Ryt wrote:
Any info on the stats??
From an earlier post on interview potential stats:
romanmissionary wrote:
Last year, adcom sent out between 550-600 invites during R1 (see MBA Admissions blog, Dec 19 2008)... given the above assumptions, we have between 12.9% and 22.6% interview invitation rate for Stanford R1.
As far as admissions rates go, Derrick Bolton stated that at ~800 interviews, Stanford would be able to invite ~60% to attend the school (see Stanford MBA Blog, Mythbusters Archives, 30 November 2007). 60% of 800 is 480 - which then would let us know an approximate yield of Stanford admitted students (if class size is ~380 and admission is 480, the yield percentage would be ~80%).
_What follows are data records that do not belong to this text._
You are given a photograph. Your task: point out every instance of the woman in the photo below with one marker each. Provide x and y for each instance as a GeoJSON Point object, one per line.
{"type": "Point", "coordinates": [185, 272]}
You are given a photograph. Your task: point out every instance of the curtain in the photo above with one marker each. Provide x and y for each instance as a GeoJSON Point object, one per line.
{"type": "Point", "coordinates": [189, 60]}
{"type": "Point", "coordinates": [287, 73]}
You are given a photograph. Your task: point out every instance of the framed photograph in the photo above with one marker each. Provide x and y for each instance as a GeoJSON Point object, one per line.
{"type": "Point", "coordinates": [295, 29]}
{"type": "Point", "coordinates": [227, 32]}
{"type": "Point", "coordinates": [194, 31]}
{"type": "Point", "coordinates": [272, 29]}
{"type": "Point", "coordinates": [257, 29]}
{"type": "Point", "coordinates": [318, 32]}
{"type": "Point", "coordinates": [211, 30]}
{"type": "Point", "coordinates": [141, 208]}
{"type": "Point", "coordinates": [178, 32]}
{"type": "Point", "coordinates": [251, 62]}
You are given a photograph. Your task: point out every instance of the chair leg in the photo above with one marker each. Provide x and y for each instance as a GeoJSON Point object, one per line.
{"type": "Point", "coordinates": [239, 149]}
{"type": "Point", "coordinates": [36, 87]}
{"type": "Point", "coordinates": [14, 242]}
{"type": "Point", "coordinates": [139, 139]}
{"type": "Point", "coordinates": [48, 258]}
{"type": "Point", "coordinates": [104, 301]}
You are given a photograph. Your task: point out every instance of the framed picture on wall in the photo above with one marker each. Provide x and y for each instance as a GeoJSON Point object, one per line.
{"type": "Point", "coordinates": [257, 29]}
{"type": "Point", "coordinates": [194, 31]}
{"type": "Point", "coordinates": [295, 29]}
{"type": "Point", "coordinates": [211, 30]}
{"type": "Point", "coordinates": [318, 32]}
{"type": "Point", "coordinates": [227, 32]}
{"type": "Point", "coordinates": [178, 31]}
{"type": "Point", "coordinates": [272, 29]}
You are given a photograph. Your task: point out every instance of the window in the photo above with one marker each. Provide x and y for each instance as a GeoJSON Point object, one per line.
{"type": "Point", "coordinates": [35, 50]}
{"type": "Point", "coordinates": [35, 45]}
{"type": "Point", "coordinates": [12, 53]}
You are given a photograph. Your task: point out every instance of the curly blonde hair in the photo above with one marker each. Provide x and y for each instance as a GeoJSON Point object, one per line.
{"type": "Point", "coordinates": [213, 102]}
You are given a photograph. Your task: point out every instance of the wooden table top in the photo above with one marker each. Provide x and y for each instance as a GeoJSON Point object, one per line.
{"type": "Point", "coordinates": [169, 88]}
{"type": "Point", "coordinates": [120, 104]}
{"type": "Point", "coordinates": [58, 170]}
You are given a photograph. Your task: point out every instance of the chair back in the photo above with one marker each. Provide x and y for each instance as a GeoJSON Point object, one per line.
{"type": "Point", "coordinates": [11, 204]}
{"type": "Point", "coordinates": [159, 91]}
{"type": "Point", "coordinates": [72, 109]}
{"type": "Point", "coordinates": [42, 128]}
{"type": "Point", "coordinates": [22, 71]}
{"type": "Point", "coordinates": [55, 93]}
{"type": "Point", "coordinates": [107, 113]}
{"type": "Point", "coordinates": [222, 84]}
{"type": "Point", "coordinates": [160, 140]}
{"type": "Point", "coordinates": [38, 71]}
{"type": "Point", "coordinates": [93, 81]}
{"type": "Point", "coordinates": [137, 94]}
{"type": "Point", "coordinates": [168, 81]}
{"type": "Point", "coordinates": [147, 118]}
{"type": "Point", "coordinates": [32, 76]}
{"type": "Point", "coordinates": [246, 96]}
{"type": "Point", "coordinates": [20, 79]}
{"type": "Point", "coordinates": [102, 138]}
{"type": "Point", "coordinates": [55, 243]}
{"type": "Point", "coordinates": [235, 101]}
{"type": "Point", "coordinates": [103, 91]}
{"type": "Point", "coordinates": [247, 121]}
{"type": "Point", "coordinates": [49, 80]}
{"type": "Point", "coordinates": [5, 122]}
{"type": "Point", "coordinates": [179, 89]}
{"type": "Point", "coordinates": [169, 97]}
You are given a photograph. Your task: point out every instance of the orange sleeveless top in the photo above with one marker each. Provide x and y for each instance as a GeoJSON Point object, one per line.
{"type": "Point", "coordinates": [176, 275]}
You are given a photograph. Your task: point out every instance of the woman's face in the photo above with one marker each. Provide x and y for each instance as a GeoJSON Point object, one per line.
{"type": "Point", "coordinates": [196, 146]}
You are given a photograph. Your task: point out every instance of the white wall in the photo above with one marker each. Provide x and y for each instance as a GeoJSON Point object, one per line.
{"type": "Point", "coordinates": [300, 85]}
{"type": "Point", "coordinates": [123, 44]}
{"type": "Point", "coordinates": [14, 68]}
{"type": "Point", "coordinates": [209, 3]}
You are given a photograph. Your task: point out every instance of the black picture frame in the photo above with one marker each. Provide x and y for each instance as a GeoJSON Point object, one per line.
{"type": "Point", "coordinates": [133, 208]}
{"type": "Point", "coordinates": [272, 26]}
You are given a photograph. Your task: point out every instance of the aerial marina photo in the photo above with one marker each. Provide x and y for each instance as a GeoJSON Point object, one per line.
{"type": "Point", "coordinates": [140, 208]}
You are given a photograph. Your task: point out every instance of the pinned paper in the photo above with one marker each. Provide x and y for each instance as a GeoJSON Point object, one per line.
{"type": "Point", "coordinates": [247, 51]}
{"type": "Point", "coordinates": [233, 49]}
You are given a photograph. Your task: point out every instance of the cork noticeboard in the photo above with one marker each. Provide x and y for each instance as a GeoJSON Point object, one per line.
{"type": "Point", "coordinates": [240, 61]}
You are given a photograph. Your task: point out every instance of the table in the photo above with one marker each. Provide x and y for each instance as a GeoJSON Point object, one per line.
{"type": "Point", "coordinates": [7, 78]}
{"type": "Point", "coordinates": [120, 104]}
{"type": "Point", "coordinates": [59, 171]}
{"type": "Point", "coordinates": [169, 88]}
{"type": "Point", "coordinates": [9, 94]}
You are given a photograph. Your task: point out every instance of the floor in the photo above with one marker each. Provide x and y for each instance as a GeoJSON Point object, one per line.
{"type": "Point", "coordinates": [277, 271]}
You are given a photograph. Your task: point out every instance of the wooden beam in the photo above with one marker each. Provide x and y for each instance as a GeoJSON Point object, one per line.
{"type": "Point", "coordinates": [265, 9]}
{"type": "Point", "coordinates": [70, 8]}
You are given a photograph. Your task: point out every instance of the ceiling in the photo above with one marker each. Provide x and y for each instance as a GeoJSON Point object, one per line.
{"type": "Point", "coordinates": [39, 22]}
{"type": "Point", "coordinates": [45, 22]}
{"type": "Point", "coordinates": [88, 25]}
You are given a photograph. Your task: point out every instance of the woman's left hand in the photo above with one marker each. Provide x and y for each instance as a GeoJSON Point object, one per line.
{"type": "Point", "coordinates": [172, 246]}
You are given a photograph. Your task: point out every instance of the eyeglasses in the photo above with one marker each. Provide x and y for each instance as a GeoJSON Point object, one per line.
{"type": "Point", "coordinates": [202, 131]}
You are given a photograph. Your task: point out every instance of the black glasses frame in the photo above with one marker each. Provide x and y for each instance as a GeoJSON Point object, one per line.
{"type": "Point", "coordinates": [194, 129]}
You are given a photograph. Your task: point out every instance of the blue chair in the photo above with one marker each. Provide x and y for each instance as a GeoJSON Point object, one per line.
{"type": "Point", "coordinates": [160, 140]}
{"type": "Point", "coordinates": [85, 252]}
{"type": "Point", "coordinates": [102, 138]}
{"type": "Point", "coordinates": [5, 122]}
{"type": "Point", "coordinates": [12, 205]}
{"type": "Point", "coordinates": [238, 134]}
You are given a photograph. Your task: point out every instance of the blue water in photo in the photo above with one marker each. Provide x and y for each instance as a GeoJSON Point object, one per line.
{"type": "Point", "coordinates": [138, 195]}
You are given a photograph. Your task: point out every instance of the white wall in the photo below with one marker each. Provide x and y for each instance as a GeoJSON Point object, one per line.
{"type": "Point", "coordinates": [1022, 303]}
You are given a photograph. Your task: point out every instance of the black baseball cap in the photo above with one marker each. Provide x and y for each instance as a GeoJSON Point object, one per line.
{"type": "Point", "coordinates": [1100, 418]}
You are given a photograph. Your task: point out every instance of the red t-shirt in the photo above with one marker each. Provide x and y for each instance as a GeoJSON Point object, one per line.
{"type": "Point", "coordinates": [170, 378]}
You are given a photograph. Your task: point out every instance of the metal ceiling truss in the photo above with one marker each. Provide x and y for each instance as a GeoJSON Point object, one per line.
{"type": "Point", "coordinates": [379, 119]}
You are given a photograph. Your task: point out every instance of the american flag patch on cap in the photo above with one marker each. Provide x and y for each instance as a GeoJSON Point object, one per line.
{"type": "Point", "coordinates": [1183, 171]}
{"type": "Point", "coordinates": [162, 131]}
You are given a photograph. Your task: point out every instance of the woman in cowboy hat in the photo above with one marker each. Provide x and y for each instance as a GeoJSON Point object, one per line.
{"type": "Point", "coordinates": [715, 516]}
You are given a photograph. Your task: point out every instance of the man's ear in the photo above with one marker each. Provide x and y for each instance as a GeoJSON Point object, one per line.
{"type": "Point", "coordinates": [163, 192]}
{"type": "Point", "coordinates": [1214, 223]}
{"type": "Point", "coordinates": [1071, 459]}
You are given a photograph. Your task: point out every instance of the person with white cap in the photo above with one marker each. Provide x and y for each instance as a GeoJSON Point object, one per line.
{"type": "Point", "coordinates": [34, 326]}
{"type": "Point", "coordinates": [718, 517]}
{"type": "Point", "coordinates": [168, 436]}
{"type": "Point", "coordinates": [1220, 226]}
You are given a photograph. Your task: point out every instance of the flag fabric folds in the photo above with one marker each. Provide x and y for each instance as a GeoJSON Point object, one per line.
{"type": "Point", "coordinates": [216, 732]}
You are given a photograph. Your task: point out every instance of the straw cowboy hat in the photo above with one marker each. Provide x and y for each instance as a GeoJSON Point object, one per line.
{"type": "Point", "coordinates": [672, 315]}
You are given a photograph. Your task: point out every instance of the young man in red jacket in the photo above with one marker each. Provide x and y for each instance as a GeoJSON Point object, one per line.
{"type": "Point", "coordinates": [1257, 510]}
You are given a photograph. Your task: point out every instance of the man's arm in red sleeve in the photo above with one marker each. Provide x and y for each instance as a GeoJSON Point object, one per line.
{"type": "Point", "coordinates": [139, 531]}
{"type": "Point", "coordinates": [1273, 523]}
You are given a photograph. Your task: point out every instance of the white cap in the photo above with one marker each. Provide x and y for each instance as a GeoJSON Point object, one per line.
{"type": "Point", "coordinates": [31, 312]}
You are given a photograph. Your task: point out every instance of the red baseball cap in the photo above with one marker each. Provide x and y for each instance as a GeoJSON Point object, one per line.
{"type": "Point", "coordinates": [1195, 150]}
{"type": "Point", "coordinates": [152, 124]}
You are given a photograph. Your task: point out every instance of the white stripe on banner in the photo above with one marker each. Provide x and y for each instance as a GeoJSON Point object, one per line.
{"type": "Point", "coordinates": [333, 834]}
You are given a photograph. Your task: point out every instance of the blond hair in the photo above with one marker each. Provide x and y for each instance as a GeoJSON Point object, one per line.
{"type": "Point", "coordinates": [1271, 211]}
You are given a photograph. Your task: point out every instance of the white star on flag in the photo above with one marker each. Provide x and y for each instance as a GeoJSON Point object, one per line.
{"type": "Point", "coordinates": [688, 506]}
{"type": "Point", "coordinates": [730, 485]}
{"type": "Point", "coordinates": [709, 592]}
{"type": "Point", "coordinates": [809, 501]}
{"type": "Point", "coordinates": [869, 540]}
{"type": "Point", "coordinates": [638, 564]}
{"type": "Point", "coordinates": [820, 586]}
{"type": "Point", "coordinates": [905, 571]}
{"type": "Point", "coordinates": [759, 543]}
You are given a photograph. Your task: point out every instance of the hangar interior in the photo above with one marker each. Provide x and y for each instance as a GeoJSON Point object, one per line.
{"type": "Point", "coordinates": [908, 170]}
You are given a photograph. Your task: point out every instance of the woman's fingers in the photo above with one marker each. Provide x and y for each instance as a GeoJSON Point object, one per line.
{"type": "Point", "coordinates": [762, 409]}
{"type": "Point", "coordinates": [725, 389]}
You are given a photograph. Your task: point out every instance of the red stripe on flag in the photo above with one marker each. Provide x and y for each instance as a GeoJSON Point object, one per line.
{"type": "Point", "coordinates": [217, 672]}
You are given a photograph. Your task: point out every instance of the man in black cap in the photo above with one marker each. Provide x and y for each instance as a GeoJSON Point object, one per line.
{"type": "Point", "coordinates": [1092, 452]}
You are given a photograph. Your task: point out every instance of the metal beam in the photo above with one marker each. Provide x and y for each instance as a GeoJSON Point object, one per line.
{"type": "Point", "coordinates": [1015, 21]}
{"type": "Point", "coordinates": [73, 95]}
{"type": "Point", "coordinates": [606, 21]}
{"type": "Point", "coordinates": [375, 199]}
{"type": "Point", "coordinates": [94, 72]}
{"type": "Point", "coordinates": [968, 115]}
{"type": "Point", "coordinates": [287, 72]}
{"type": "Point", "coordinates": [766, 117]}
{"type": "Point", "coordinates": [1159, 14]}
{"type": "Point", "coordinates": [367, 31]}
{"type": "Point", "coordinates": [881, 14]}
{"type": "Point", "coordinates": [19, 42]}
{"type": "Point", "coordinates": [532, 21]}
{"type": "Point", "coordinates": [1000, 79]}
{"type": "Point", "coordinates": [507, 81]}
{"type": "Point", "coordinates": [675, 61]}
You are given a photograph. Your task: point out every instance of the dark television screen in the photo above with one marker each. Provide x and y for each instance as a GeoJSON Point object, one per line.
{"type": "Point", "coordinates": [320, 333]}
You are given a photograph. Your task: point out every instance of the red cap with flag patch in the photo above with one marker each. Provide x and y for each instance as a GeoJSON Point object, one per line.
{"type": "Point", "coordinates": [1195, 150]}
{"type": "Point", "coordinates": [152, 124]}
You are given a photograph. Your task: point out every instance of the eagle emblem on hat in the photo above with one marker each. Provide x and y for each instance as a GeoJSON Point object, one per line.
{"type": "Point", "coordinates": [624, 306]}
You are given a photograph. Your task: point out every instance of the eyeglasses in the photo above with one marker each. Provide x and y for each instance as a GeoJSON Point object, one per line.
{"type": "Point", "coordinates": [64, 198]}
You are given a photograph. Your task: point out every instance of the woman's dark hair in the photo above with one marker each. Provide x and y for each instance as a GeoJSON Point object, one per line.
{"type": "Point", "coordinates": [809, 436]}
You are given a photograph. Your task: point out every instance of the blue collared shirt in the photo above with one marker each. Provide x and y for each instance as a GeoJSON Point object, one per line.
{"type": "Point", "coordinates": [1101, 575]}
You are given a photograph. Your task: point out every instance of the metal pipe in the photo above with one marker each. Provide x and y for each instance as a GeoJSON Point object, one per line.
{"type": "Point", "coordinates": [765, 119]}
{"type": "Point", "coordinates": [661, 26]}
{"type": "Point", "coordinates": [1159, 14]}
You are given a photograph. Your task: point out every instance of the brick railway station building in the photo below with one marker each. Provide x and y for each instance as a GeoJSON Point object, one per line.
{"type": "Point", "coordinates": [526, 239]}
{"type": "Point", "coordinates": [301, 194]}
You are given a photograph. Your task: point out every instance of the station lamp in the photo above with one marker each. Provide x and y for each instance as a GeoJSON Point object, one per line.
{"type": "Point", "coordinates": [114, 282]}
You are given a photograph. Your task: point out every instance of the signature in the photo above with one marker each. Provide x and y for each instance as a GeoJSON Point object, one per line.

If we assume that adcom's yield projection is the same (which isn't true - yield increases in rough financial years), then we say that they will invite 480 to attend Stanford this year. Assuming that the acceptance rate is equally interspersed among interviewees regardless of round (so that rounds with more interviews get more acceptances), we would have a 60% acceptance rate at 800 interviews and a 40% acceptance rate at 1200 interviews. Going to the extreme, if Stanford sends 600 R1 interviews and only 800 total, then we would have 360 acceptances R1. That's way too high; I remember reading somewhere (sorry, I'm not sure of the reference) that R1 admits were close to 230 for last year. 230 admits would be much closer to the other extreme - if Stanford does 550 interviews R1 and then does 1200 total. That would end in 220 acceptances - which I think is probably pretty accurate and fits with the 40% of interviewees getting an acceptance.
If we make all those assumptions plus those of the earlier post (some of which are good, some of which may be completely bogus), between 12.9% and 22.6% of R1 applicants get an interview invitation (probably close to 17% - one in every six - is my guess) and 40% of those are accepted - which means that the acceptance rate for R1 would be between 5% and 9%. I would guess ~6.8% - meaning that about 1 in every 15 applicants would be admitted from ~3300 applicants for ~220 admits R1. The numbers may not be completely accurate, especially due to changing yields, but that's my best guess.